Como Leonardo Palma escreveu recentemente no portal online da ISPI, não há dúvida que durante o seu longo regime Kadafi “aplicou uma tática implacável de dividir para conquistar, impedindo a formação de um centro de poder rival através dos bizantinismos de um sistema caótico de patronato, corrupção, terror e poder informal onde a única palavra que realmente contava era a sua”. O fato é que com a retórica anti-colonial e os ideais da sua revolução, a morte de Kadafi abriu um verdadeiro abismo político e institucional que o fórum das nações gostaria idealmente de remediar.
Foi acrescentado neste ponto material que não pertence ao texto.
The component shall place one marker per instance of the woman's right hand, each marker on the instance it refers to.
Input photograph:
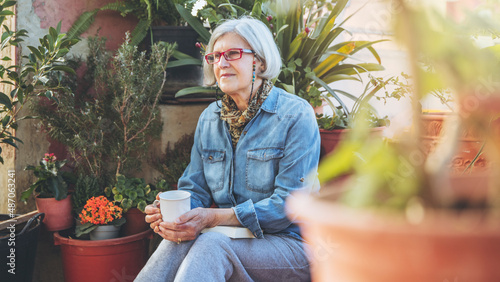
(153, 215)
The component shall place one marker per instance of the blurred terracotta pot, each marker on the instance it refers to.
(359, 245)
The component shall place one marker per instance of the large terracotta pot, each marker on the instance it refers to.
(469, 146)
(361, 245)
(135, 222)
(57, 213)
(118, 259)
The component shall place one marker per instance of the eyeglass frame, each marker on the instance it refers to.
(223, 53)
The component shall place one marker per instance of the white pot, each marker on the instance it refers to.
(104, 232)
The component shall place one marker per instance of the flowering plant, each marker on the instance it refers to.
(99, 211)
(51, 181)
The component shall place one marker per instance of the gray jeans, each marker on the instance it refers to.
(216, 257)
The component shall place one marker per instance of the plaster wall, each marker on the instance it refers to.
(36, 16)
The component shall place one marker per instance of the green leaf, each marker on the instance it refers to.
(6, 120)
(84, 229)
(139, 32)
(36, 52)
(6, 13)
(184, 62)
(5, 100)
(195, 23)
(64, 68)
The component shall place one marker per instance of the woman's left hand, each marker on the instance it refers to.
(188, 226)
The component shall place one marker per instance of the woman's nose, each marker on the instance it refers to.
(223, 63)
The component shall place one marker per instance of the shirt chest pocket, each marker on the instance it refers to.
(213, 168)
(261, 169)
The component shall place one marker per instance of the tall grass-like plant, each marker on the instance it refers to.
(305, 31)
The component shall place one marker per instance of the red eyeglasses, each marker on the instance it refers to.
(230, 55)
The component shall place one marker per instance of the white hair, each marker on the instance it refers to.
(260, 39)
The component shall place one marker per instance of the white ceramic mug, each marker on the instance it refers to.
(174, 204)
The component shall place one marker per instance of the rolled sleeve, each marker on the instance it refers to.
(246, 215)
(298, 164)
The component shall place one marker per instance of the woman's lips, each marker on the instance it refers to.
(226, 75)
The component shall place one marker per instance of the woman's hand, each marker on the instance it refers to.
(188, 226)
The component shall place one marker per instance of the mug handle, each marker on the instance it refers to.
(156, 203)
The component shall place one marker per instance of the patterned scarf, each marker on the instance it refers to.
(237, 119)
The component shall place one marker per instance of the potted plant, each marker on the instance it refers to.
(117, 99)
(107, 117)
(132, 195)
(101, 218)
(158, 21)
(304, 32)
(401, 216)
(52, 192)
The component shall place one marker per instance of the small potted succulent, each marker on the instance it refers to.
(101, 218)
(51, 188)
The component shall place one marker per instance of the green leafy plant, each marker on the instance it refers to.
(86, 187)
(395, 174)
(131, 193)
(28, 79)
(51, 181)
(304, 31)
(108, 121)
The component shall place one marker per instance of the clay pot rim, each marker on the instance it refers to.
(306, 208)
(60, 240)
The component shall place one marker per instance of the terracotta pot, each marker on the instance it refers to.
(360, 245)
(118, 259)
(470, 144)
(57, 213)
(20, 264)
(105, 232)
(135, 223)
(331, 138)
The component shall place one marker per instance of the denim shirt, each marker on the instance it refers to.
(275, 155)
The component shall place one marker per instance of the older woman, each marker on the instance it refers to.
(251, 150)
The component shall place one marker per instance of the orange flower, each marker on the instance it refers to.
(100, 211)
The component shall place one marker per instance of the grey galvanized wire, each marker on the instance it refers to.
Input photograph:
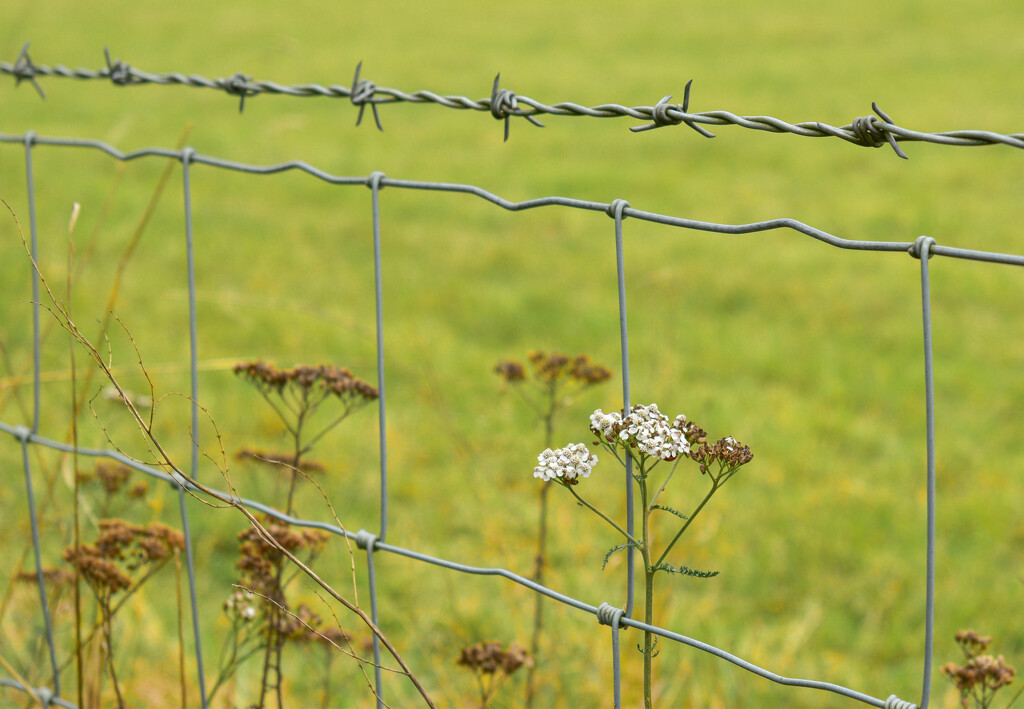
(615, 210)
(922, 250)
(194, 388)
(873, 130)
(619, 209)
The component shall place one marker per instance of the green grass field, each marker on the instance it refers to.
(810, 355)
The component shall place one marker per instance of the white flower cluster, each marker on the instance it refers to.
(645, 428)
(569, 463)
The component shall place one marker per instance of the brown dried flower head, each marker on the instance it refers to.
(330, 379)
(972, 642)
(727, 452)
(120, 549)
(553, 367)
(488, 658)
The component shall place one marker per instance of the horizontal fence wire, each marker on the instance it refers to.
(922, 248)
(873, 130)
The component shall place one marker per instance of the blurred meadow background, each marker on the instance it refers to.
(810, 355)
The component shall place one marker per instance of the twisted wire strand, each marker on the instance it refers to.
(871, 131)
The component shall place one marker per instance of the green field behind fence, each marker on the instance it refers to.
(810, 355)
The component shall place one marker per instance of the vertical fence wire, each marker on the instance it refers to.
(31, 186)
(186, 156)
(368, 541)
(43, 600)
(922, 247)
(374, 182)
(36, 382)
(615, 210)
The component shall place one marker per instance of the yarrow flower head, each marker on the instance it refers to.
(566, 464)
(644, 428)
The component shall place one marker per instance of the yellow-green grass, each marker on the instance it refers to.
(810, 355)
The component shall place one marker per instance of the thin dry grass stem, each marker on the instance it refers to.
(350, 653)
(334, 514)
(75, 409)
(66, 322)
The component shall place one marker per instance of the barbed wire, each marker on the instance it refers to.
(872, 130)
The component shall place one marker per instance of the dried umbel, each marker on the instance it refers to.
(553, 367)
(488, 658)
(284, 461)
(52, 576)
(727, 452)
(645, 429)
(982, 675)
(327, 379)
(565, 465)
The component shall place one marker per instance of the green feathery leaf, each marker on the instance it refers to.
(670, 509)
(684, 571)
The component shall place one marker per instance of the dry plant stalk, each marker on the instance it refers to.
(552, 383)
(164, 459)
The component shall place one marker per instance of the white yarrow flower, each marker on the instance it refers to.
(644, 428)
(569, 463)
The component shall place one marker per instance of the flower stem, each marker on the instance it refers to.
(604, 516)
(648, 614)
(714, 488)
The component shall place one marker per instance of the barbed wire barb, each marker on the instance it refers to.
(239, 84)
(24, 70)
(871, 131)
(868, 131)
(660, 116)
(363, 93)
(504, 103)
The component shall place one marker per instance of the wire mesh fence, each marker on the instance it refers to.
(503, 105)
Por enquanto, os observadores têm a impressão de que nos últimos anos a crise líbia foi internacionalizada da pior forma possível e que os atores no terreno continuam a seguir as suas próprias políticas, em grande parte ligadas à exploração do imenso reservatório de hidrocarbonetos do país. Uma direção política que encontrou o seu incipit na reivindicação ocidental de exportar a democracia para a Líbia com a destituição do ràis.
Por outro lado, Kadafi, pouco antes dos subúrbios de Benghazi se revoltassem contra Trípoli, apesar do fato do seu regime ter cometido atos terroristas devastadores (como no caso de Lockerbie), era o amigo extravagante de muitos políticos e figuras de alto nível em todo o mundo. No entanto, a sua história, exatamente 10 anos atrás, acabou mal! Como Andrea Semplici, um profundo conhecedor dos assuntos líbios, escreve: “É provável que só poderia acabar assim. Em Sirte. Lá onde Kadafi, de acordo com a sua mitologia, nasceu”, salientando que talvez ninguém, entre aqueles que importam, teria tido a capacidade de assistir a um julgamento contra Kadafi. “Porque teria sido um julgamento”, continuou Semplici, “contra a loucura cínica da política internacional”. Os protagonistas da história dos últimos quarenta anos teriam que sentar no banco das testemunhas. Afinal de contas, Kadafi gostava de ficções. Em 1989, estabeleceu o horário de verão para o seu país, demonstrando uma imaginação para todos os tipos de minúcias extravagantes, mesmo quando se tratava de religião. Os festivais islâmicos tinham um calendário diferente na Líbia. Prova da hostilidade que dividiu o coronel dos governantes sauditas, guardiães da Kaaba. Claro que ele era o ‘qaid’, o líder. Aquele que depois pagou amargamente pelos atos nefastos cometidos pelo seu grotesco regime.